Last-ditch bid to speed up slow economy
October 17, 2000
THE government will introduce a last-ditch stimulus package next week to give the economy another boost.
Tariffs on raw materials will be cut, a lending programme by specialised banks for small- and medium-sized companies will be implemented, and the period for contributing to provident funds will be made more flexible for companies and their employees, sources at the Finance Ministry said.
Finance Minister Tarrin Nimmanahaeminda is particularly concerned about a potential delay - until early next year, possibly until March - in the formation of the next government, they said.
The delay, largely a result of technical complications in electoral laws, would create a power vacuum that could disrupt the momentum of the economic recovery, they said.

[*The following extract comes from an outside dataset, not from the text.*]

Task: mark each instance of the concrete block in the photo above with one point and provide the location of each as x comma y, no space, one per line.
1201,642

To remedy this, the Finance Ministry will propose to the Cabinet next Tuesday an economic stimulus package designed to make up for weak growth in private investment and domestic demand.
Higher oil prices, political uncertainties and an economic slowdown in the second half of this year have dampened consumer and investor confidence, prompting the government to take further action.
To boost private investment, the Finance Ministry will propose more tariff cuts on raw materials imported for domestic production, a senior official at the ministry said. "We would like to stimulate private investment and add more value to manufactured products," the official said.
In 1998 the Chuan government unveiled a major programme to cut tariffs on raw materials as part of its move to further liberalise the economy.
The programme has been sharply criticised by some economists, particularly Dr Virabongsa Ramangkura, who say it contributes to foreign companies' domination of Thailand's economy.
The tariff cuts to be introduced next week are part of an ongoing process to lower tariff barriers and liberalise the economy, ministry sources said.
Since the banking system has failed to function normally, the Finance Ministry is now drafting measures to force state-run banks to lend more money to the small- and medium-sized companies, they said.
Thai companies have been facing a severe shortage of liquidity since banks stopped lending, resulting in a contraction in domestic demand.
Outstanding banks loans, including Bangkok International Banking Facility loans, fell steadily from Bt5.21 trillion in January to Bt4.91 trillion in June.
The contraction in lending could also be explained by banks writing off their bad loans.
"The two measures [tariff cuts and increased lending] are part of the fiscal principle that we would like to implement to help the economy," the ministry official said.
The third prong of the stimulus package will be to make the period for companies and their employees to contribute to provident funds more flexible, the official said without elaborating. This will put more money in their pockets, the official said.